Die additive Fertigung der Zukunft wird maßgeblich durch Cybersecurity, dezentrale Produktionsmodelle und den Einsatz von KI geprägt sein. Zu den zentralen Entwicklungen zählen:

-CYBERSECURITY-VERBESSERUNGEN:

Blockchain-Erweiterung: Die Blockchain-Technologie wird zur Standardmethode für Schutz und Rückverfolgbarkeit von IP. Assembrix nutzt Blockchain zur Sicherung und Protokollierung von Workflows – besonders relevant für Branchen wie Verteidigung und Luftfahrt.

AM-spezifische Standards: ASTM und ISO erarbeiten gezielte Cybersecurity-Leitlinien, die Daten- und Lieferkettensicherheit betreffen. Die Einhaltung dieser Standards stärkt die Rolle von Assembrix im sicheren AM-Umfeld.

KI-basierte Angriffserkennung: Künstliche Intelligenz wird zur Erkennung unautorisierter Zugriffe und Dateimanipulationen beitragen – eine Ergänzung zu den bestehenden Echtzeit-Sicherheitsfunktionen von Assembrix.

-VERTEILTE FERTIGUNG:

Digitale Inventare: CAD-Modelle werden zur bedarfsgesteuerten Fertigung gespeichert – Lagerhaltungskosten lassen sich so reduzieren, wie bereits in der Öl- und Gasindustrie erprobt.

Lokalisierte Produktion: Große AM-Anlagen (z. B. für Bauwesen) erlauben regionale Fertigung und verkürzen Lieferketten. Die VMS-Plattform von Assembrix steuert solche Prozesse sicher.

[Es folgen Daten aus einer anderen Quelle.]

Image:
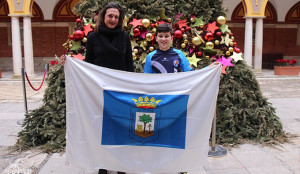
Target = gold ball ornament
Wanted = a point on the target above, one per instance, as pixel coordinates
(135, 51)
(209, 45)
(196, 41)
(146, 23)
(148, 37)
(145, 43)
(217, 42)
(151, 48)
(183, 45)
(192, 20)
(228, 53)
(221, 20)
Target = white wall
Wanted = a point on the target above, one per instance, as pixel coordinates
(47, 7)
(281, 6)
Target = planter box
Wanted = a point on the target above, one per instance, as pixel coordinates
(286, 70)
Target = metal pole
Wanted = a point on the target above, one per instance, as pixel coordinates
(20, 122)
(213, 141)
(24, 89)
(215, 150)
(47, 67)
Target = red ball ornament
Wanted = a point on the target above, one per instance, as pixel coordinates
(71, 37)
(234, 44)
(199, 54)
(78, 20)
(78, 34)
(209, 36)
(178, 34)
(136, 32)
(237, 50)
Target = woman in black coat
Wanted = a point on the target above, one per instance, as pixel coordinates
(109, 46)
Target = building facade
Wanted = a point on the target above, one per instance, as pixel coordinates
(269, 28)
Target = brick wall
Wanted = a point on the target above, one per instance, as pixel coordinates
(47, 41)
(275, 40)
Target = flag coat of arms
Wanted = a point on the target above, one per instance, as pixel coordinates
(135, 122)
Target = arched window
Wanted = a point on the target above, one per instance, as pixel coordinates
(293, 15)
(63, 11)
(4, 11)
(238, 14)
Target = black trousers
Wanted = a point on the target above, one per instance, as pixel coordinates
(103, 171)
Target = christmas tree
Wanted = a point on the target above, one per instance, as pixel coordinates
(200, 31)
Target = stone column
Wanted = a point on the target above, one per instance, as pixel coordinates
(258, 45)
(28, 48)
(248, 41)
(16, 46)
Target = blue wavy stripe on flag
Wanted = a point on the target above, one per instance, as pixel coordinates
(144, 119)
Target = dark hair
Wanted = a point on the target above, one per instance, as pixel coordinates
(164, 27)
(101, 15)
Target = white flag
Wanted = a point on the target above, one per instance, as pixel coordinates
(134, 122)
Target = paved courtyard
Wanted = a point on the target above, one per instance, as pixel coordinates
(283, 93)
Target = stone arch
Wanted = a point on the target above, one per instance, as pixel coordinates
(255, 8)
(36, 12)
(63, 11)
(293, 15)
(238, 13)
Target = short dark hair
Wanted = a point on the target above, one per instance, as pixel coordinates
(101, 15)
(164, 27)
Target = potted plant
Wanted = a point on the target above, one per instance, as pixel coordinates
(286, 67)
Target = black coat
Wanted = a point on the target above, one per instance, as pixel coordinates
(110, 49)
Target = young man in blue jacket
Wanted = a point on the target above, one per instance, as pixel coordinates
(166, 59)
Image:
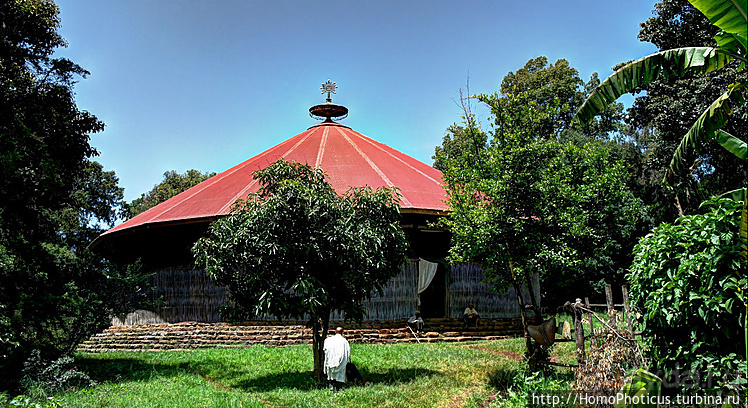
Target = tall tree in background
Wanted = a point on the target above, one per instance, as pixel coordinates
(599, 246)
(173, 184)
(524, 200)
(296, 248)
(53, 199)
(689, 98)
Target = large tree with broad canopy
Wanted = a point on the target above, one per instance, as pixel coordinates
(297, 249)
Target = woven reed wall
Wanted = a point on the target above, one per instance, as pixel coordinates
(189, 295)
(398, 299)
(466, 285)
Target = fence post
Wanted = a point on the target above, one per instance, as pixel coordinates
(587, 305)
(611, 305)
(627, 309)
(579, 331)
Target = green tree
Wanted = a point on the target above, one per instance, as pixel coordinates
(53, 199)
(730, 18)
(535, 104)
(671, 105)
(524, 202)
(173, 184)
(298, 249)
(687, 281)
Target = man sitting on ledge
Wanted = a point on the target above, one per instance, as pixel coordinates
(470, 316)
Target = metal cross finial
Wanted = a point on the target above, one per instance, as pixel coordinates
(329, 87)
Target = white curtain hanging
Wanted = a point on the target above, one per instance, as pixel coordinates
(426, 272)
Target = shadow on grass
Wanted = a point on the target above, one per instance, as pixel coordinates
(304, 380)
(126, 369)
(505, 379)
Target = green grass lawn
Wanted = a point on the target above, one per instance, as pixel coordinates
(476, 374)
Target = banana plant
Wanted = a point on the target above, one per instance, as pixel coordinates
(731, 17)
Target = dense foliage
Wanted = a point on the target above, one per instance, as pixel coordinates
(689, 285)
(53, 199)
(692, 122)
(298, 249)
(173, 184)
(532, 192)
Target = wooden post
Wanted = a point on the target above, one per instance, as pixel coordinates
(587, 305)
(611, 305)
(579, 331)
(627, 309)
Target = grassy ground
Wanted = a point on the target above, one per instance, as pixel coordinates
(479, 374)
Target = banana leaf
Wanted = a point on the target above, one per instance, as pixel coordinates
(708, 127)
(665, 64)
(729, 15)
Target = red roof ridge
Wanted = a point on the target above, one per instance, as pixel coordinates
(389, 153)
(373, 165)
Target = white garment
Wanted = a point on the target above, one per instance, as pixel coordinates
(337, 353)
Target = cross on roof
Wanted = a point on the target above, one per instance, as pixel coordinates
(329, 87)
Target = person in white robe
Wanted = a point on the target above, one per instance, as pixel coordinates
(337, 354)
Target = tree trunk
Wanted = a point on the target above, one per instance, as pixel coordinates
(320, 327)
(521, 304)
(533, 301)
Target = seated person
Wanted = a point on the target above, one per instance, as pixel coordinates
(416, 323)
(470, 316)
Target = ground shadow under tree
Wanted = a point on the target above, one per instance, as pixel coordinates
(294, 379)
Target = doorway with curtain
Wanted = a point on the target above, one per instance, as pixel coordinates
(432, 288)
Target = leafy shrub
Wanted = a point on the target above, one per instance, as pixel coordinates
(41, 377)
(687, 280)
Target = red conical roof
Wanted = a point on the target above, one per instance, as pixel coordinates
(348, 157)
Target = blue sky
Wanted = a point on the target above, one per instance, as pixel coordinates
(184, 84)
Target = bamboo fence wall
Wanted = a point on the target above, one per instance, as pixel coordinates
(189, 295)
(466, 285)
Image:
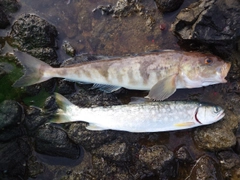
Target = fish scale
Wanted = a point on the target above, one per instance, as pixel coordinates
(143, 117)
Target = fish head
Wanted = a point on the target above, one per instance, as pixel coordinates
(207, 114)
(198, 69)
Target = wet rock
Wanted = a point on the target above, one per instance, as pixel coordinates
(220, 135)
(10, 113)
(125, 8)
(89, 139)
(106, 170)
(216, 138)
(9, 5)
(6, 7)
(115, 151)
(168, 5)
(200, 23)
(68, 48)
(53, 141)
(13, 159)
(34, 167)
(205, 168)
(30, 32)
(66, 87)
(9, 134)
(5, 68)
(159, 158)
(183, 155)
(34, 118)
(229, 162)
(4, 22)
(105, 10)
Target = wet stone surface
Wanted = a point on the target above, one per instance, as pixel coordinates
(193, 22)
(10, 113)
(30, 148)
(168, 5)
(205, 168)
(32, 34)
(54, 141)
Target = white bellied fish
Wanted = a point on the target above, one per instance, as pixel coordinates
(161, 73)
(142, 117)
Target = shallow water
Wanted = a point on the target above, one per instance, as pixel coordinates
(94, 33)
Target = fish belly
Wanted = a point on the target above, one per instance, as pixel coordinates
(150, 118)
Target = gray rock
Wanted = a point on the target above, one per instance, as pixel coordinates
(209, 22)
(68, 48)
(34, 167)
(114, 151)
(34, 35)
(216, 138)
(34, 118)
(168, 5)
(89, 139)
(10, 113)
(53, 141)
(11, 133)
(159, 158)
(228, 160)
(183, 155)
(4, 22)
(13, 159)
(10, 5)
(205, 168)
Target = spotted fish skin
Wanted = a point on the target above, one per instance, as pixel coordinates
(142, 117)
(161, 73)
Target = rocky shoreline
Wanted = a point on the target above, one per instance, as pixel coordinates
(30, 148)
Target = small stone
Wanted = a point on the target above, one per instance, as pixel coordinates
(68, 48)
(116, 151)
(53, 141)
(159, 158)
(10, 113)
(205, 168)
(183, 155)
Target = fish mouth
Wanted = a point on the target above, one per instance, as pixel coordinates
(224, 71)
(221, 115)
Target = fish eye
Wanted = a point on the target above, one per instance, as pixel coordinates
(216, 109)
(208, 61)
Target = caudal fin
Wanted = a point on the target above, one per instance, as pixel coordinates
(34, 70)
(62, 115)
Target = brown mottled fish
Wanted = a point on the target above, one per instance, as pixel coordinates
(161, 73)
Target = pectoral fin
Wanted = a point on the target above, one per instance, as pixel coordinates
(184, 124)
(163, 89)
(94, 127)
(105, 88)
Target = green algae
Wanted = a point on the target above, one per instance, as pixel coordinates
(10, 71)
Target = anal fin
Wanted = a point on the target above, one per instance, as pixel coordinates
(184, 124)
(105, 88)
(94, 127)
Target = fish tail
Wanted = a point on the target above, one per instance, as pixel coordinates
(62, 115)
(34, 70)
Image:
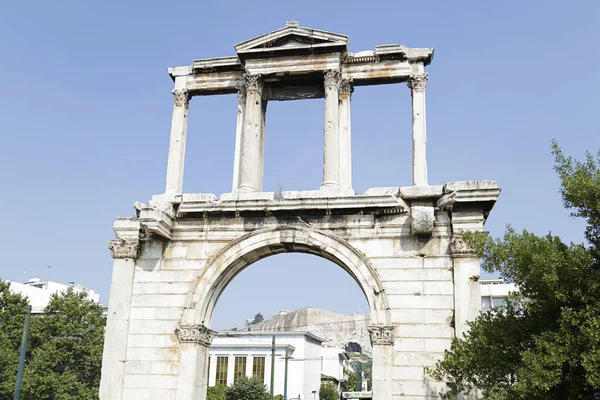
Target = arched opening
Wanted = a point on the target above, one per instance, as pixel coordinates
(230, 261)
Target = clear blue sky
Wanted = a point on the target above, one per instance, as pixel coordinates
(85, 111)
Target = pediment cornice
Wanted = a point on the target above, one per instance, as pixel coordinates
(292, 37)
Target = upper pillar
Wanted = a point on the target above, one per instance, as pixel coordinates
(331, 141)
(417, 83)
(345, 134)
(174, 184)
(252, 136)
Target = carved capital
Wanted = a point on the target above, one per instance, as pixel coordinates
(332, 78)
(253, 82)
(195, 334)
(182, 97)
(381, 334)
(242, 92)
(460, 248)
(346, 86)
(418, 81)
(120, 248)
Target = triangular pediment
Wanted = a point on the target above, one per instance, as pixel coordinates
(293, 36)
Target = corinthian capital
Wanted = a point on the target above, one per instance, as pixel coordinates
(346, 86)
(253, 82)
(381, 334)
(182, 96)
(332, 77)
(120, 248)
(195, 334)
(460, 248)
(418, 81)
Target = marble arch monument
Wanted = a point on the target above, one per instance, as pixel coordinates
(401, 244)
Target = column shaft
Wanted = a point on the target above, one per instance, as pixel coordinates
(417, 84)
(345, 171)
(252, 137)
(238, 138)
(176, 159)
(331, 142)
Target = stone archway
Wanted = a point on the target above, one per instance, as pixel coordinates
(225, 264)
(237, 255)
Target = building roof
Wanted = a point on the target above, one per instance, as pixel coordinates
(270, 333)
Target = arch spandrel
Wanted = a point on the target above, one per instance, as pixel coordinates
(226, 263)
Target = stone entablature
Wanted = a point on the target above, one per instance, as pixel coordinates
(120, 248)
(381, 335)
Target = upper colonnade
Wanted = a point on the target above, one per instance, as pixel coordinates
(295, 63)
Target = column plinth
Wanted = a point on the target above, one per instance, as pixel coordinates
(331, 141)
(417, 84)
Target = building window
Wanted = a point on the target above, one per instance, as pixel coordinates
(222, 370)
(258, 368)
(239, 369)
(498, 301)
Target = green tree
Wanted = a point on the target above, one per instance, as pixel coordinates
(66, 343)
(12, 317)
(351, 385)
(545, 343)
(328, 392)
(216, 392)
(247, 389)
(258, 318)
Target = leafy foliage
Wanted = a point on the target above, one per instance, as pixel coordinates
(328, 392)
(247, 389)
(12, 318)
(216, 392)
(351, 385)
(545, 343)
(64, 352)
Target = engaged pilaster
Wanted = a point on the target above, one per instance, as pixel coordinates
(467, 292)
(344, 127)
(252, 136)
(238, 137)
(125, 252)
(382, 340)
(194, 341)
(417, 84)
(177, 144)
(331, 156)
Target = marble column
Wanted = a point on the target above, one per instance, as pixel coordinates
(262, 145)
(252, 137)
(382, 340)
(344, 127)
(177, 144)
(467, 292)
(331, 142)
(194, 342)
(417, 84)
(238, 138)
(114, 356)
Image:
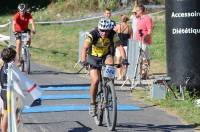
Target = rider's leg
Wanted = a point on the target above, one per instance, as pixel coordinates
(118, 61)
(94, 80)
(18, 51)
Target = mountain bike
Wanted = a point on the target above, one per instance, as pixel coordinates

Standardisierte Ökosysteme: Kooperationen zwischen OEMs und Softwareanbietern sorgen für reproduzierbare Qualität – Assembrix ermöglicht dabei den gesicherten Datenaustausch.

-WACHSENDE ROLLE DER KI:

Prozessoptimierung: KI wird Druckparameter intelligent anpassen, um Fehler zu minimieren. Erste Integrationen in Assembrix VMS laufen bereits.

Prädiktive Wartung: KI erkennt frühzeitig Anzeichen von Maschinenversagen und reduziert Ausfallzeiten.

Generatives Design: KI-basierte Tools entwickeln optimierte Bauteile, während Assembrix die Dateisicherheit gewährleistet.

Qualitätssicherung: KI-gestützte Inline-Überwachung wird die Einhaltung von Spezifikationen in Echtzeit sicherstellen – als Ergänzung zur bestehenden Prozesskontrolle.

-WEITERE TRENDS:

Multimaterialdruck: Die Kombination von Metallen und Polymeren eröffnet neue Anwendungsfelder.

Nachhaltigkeit: Wiederverwertbare Materialien und energieeffiziente Prozesse werden ökologischen Zielen gerecht.

Bioprinting und 4D-Druck: Neue Impulse für Medizin und intelligente Materialien.

Die Sicherheitslösungen von Assembrix schaffen Vertrauen in vernetzte Produktionsumgebungen. Gleichzeitig steigern KI und Automatisierung die Effizienz. Plattformen wie VMS unterstützen die Umsetzung verteilter Fertigungskonzepte – ein Baustein für widerstandsfähige Lieferketten im digitalen Zeitalter.